Kristina Mladenović podjęła decyzję o rozstaniu z dotychczasowym trenerem Georgesem Govenem. - Nie potrzebuję kogoś, kto mi powtarza, to co już wiem. To może blokować moje instynkty - powiedziała ćwierćfinalistka US Open 2015.
Francuzka, po męczącym sezonie zakończonym przegranym przez jej reprezentację finale Pucharu Federacji, 5 grudnia wróciła do treningów. Przebywa w Paryżu i korzysta ze wsparcia rodzimej federacji, ale rozeszły się jej drogi z Govenem. - Rozmawialiśmy i zdecydowaliśmy się zakończyć współpracę. Rok 2016 był dobry, nie miałam problemów, ale potrzebuję trochę większych osiągnięć. Trudno mówić o tym dokładnie, może potrzebuję czegoś innego, zacząć słuchać kogoś innego - mówiła w rozmowie z "L'Equipe".

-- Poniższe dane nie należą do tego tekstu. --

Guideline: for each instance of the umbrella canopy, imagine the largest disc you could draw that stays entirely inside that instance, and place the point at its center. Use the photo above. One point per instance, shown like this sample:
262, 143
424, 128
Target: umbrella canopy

Mladenović ujawniła, że nie przewiduje zatrudnienia nowego trenera w 2017 roku, bo chce spróbować uwolnić swoje "nietypowe" instynkty. Nie wyklucza jednak zatrudnienia jako doradcy byłego wielkiego mistrza, co stało się modne w zawodowym tenisie w ostatnich latach. Mladenović zamierza się ograniczyć do francuskich sław, jak Mary Pierce, Marion Bartoli czy Amelie Mauresmo. Współpraca z tą ostatnią będzie w najbliższych miesiącach utrudniona. Mistrzyni Australian Open i Wimbledonu z 2006 roku spodziewa się drugiego dziecka i zrezygnowała z funkcji kapitana Francji w Pucharze Federacji.
Xavier Moreau to trener przygotowania fizycznego Francji w Pucharze Davisa i Pucharze Federacji. Z jego usług będzie korzystać Mladenović, która po meczu z Karoliną Pliskovą była totalnie wyczerpana i nie miała sił na decydującą o losach tytułu grę podwójną, co sama przyznała. Musi zatem popracować nad mocniejszym przygotowaniem atletycznym, co jest jej priorytetem. - Gdybym miała lepszą kondycję mogłabym wygrać finał w Hongkongu z Karoliną Woźniacką - powiedziała Francuzka.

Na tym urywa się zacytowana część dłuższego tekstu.